News & Analysis

OpenAI Drops AI Safety, Google Stays Firm

At a time when the big tech is battling for AI supremacy, another battle around security is waging silently in the background

OpenAI has dominated the artificial intelligence news cycle and did so again with its new GPT-4o generative model’s launch. However, reports of the company disbanding a team working to develop controls around AI systems created a flutter. More so, because Google’s Deepmind is coming out with a new Frontier Safety Framework to prevent runaway capabilities of AI. 

Security considerations around AI have been making headlines for some time now, the latest being the US government’s security guidelines that deal with bolstering critical infrastructure against artificial intelligence-led threats. More recently, the US and China held closed-door discussions in Switzerland to consider security concerns around AI and its use-cases. Given this scenario, OpenAI’s shift and Deepmind’s efforts are no doubt critical as countries attempt to rein in AI. 

Altman’s focus shifts from security to products

Before trying to figure out what Deepmind is attempting, let’s look at how OpenAI’s efforts to prevent “super-intelligent” AI systems from going rogue panned out. The company, last July had committed 20% of its compute resources to this effort, but last week saw several members of this team resigning over failed promises. 

Apparently, Sam Altman and team deprioritized safety research in favour of new products such as the latest generative model that added emotion-led voice responses to the chatbot. The argument for doing so could stem from the fact that super-intelligent AI is still theory as till date opinion is divided on whether AI could ever accomplish all human tasks. 

Be that as it may, industry experts argue that Altman’s focus is on revenue generation, especially in view of the funds he has raised to productize generative AI for commercial use. Which means that despite all the talk around safety, OpenAI would continue to launch new products in the months ahead – something that the security team didn’t approve of. 

Reneging on security could cost OpenAI

And the outcome was the resignation of the two joint leads Jan Leike and co-founder Ilya Sutskever. The former, a Deepmind researcher in the past, took to social media to share his disagreements with the OpenAI leadership. “I believe much more of our bandwidth should be spent getting ready for the next generations of models, on security, monitoring, preparedness, safety, adversarial robustness, (super) alignment, confidentiality, societal impact, and related topics,” he said in a series of posts on X (formerly Twitter). 

Media reports even suggested that Altman also upset Sutskever by rushing to launch new AI-powered features at OpenAI’s first Dev conference last November. Altman also reportedly took up cudgels over former member of the board Helen Toner’s paper over the company’s approach to safety, even attempting to remove her from the board.

Is Google trying to steal a march here? Maybe, yes

There were also reports of OpenAI letting its chatbot store become a dumping ground for spam and scraped data from YouTube, the latter actually causing some legal issues as it was beyond that platform’s terms of service. It is in this backdrop that Google’s Deepmind seems to be delving into the security issues, also hoping that it can attract some of OpenAI’s disgruntled safety researchers in the process.  

Google’s Deepmind’s initiative is geared towards identifying and preventing runaway capabilities that AI could develop either in the area of artificial general intelligence (AGI) or just a malware generator going off the rocker. In a note shared publicly, Deepmind has listed out a three-step framework for the same. 

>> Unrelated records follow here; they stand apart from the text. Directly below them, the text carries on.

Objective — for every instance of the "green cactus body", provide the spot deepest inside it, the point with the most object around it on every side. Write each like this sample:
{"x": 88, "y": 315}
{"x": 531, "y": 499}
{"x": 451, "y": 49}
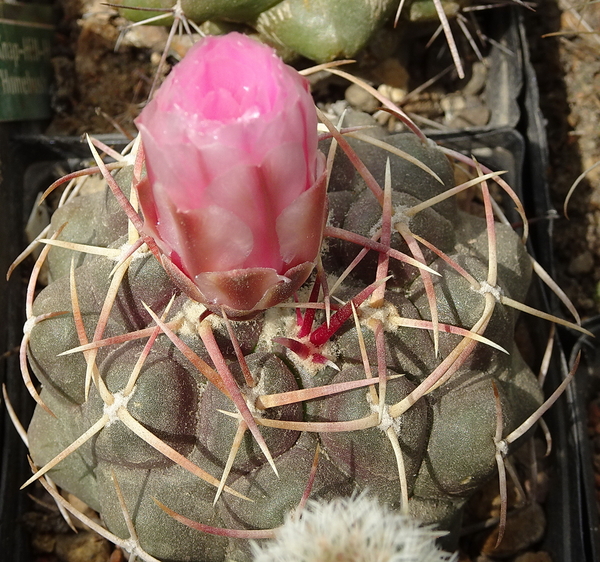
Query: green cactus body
{"x": 321, "y": 30}
{"x": 437, "y": 452}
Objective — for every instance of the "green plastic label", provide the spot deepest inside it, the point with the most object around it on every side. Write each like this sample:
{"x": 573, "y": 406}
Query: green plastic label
{"x": 26, "y": 34}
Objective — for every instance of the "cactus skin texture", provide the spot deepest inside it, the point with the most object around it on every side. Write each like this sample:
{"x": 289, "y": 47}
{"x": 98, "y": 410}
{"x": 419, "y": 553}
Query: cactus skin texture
{"x": 321, "y": 30}
{"x": 445, "y": 440}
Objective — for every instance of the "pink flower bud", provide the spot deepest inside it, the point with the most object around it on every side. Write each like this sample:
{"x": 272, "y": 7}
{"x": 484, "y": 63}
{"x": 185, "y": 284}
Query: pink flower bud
{"x": 235, "y": 192}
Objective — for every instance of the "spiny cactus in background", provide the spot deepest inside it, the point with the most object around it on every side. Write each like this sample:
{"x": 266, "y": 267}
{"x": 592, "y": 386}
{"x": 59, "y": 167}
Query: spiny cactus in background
{"x": 194, "y": 393}
{"x": 321, "y": 30}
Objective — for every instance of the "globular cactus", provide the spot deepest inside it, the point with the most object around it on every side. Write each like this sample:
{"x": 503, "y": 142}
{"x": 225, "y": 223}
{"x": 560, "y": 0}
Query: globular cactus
{"x": 393, "y": 368}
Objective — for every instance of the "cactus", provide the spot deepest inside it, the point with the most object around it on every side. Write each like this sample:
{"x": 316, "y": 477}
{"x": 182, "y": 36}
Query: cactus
{"x": 193, "y": 430}
{"x": 322, "y": 30}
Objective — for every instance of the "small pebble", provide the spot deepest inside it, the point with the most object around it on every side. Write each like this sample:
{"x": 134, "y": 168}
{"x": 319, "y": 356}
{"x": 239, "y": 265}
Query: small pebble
{"x": 392, "y": 73}
{"x": 360, "y": 100}
{"x": 581, "y": 264}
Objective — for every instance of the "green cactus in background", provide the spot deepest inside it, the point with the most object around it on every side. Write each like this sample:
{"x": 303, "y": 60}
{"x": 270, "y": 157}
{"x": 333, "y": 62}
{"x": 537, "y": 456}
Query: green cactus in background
{"x": 321, "y": 30}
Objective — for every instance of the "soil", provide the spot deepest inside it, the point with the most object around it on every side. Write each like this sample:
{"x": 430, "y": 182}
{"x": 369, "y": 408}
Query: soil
{"x": 99, "y": 90}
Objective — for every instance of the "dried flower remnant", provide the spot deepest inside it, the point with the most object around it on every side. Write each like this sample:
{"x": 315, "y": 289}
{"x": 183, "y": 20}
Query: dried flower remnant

The steps are quite simple and entails identifying potentially harmful capabilities in a model by simulating its development path, evaluating models regularly to detect known critical capability levels and apply mitigation plans to prevent exfiltration or illegal deployment. While this might sound quite simplistic, formalizing them could prove critical as most AI-led innovations appear to be just winging it for now.

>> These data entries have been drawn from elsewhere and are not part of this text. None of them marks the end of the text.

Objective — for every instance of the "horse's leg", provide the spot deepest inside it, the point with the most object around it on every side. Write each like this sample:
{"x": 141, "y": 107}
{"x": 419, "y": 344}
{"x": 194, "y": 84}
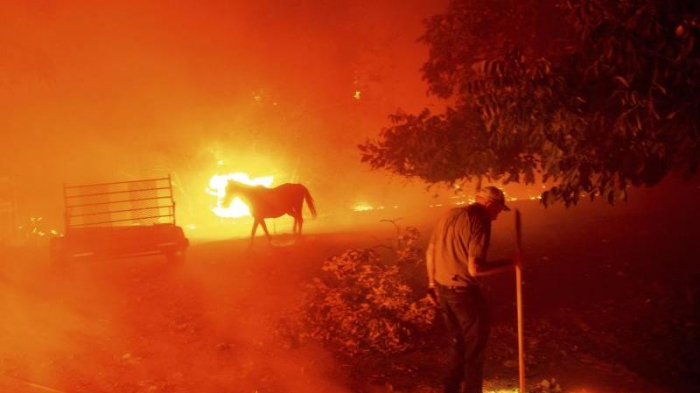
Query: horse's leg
{"x": 262, "y": 223}
{"x": 296, "y": 223}
{"x": 255, "y": 228}
{"x": 300, "y": 220}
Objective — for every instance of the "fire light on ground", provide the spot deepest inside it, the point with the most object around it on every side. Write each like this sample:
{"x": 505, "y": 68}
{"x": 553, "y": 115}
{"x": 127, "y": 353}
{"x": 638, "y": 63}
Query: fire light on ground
{"x": 237, "y": 208}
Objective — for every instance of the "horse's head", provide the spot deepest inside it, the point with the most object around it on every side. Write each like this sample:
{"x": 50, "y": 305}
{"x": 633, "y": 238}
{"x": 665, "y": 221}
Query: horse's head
{"x": 233, "y": 188}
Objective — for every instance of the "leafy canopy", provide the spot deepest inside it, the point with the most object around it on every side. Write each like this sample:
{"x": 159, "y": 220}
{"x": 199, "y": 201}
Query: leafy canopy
{"x": 587, "y": 96}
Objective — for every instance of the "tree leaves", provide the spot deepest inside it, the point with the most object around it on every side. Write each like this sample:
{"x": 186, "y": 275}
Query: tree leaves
{"x": 613, "y": 103}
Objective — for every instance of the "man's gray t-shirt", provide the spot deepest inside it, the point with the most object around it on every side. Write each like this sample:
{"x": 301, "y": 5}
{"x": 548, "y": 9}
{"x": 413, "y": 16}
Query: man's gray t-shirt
{"x": 459, "y": 233}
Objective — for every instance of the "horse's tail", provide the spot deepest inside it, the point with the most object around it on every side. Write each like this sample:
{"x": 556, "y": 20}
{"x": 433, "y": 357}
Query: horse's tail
{"x": 309, "y": 201}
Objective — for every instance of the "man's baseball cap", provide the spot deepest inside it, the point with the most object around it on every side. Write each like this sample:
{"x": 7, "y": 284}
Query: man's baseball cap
{"x": 493, "y": 194}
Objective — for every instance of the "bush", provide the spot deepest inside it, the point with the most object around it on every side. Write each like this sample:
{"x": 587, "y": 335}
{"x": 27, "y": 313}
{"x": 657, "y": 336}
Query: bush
{"x": 361, "y": 303}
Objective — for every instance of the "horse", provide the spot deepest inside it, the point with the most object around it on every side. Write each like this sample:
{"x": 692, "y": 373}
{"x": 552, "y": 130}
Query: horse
{"x": 274, "y": 202}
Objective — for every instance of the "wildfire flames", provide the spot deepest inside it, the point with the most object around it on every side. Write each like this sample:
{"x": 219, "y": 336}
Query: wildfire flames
{"x": 217, "y": 187}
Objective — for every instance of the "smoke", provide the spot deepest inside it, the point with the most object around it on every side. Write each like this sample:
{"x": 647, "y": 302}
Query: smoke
{"x": 95, "y": 92}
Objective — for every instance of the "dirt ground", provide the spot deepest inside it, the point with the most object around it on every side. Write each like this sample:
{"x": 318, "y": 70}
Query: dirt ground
{"x": 610, "y": 304}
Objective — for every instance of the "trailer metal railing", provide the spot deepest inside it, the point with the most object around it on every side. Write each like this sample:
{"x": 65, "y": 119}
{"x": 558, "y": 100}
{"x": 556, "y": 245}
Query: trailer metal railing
{"x": 122, "y": 203}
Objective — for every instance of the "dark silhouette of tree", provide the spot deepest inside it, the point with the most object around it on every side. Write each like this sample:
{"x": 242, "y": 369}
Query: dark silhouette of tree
{"x": 587, "y": 96}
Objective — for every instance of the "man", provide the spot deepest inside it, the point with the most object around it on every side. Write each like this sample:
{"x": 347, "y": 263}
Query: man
{"x": 456, "y": 256}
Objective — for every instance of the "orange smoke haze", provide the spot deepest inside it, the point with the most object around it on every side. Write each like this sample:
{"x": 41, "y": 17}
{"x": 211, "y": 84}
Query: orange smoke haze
{"x": 96, "y": 91}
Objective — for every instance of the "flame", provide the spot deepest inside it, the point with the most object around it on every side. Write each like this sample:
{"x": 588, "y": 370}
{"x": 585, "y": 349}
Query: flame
{"x": 364, "y": 207}
{"x": 217, "y": 188}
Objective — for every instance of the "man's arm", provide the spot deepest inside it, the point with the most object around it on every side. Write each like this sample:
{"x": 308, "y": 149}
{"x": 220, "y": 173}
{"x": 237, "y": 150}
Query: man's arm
{"x": 479, "y": 267}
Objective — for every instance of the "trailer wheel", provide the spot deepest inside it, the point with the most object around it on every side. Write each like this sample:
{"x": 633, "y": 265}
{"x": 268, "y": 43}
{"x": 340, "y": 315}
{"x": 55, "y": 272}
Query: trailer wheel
{"x": 176, "y": 256}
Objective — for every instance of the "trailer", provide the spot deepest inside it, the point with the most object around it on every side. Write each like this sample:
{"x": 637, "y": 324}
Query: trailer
{"x": 120, "y": 219}
{"x": 8, "y": 211}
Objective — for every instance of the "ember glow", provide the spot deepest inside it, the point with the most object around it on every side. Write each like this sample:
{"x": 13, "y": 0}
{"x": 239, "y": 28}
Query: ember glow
{"x": 217, "y": 188}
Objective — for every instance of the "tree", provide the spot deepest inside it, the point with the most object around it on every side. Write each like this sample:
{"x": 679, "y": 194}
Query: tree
{"x": 613, "y": 101}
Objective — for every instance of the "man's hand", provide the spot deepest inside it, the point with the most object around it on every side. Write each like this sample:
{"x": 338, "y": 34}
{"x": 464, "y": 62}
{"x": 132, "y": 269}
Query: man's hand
{"x": 517, "y": 260}
{"x": 432, "y": 294}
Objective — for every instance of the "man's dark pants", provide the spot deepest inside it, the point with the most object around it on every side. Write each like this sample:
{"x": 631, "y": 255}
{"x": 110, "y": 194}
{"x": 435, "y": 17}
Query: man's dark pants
{"x": 467, "y": 319}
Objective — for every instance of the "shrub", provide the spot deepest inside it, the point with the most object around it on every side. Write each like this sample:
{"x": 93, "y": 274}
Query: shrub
{"x": 361, "y": 303}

“We aim to have this initial framework implemented by early 2025, which we anticipate should be well before these risks materialize. The Framework is exploratory and based on preliminary research, which we hope will contribute to and benefit from the broader scientific conversation. It will be reviewed periodically and we expect it to evolve substantially as our understanding of the risks and benefits of frontier models improves,” says the note.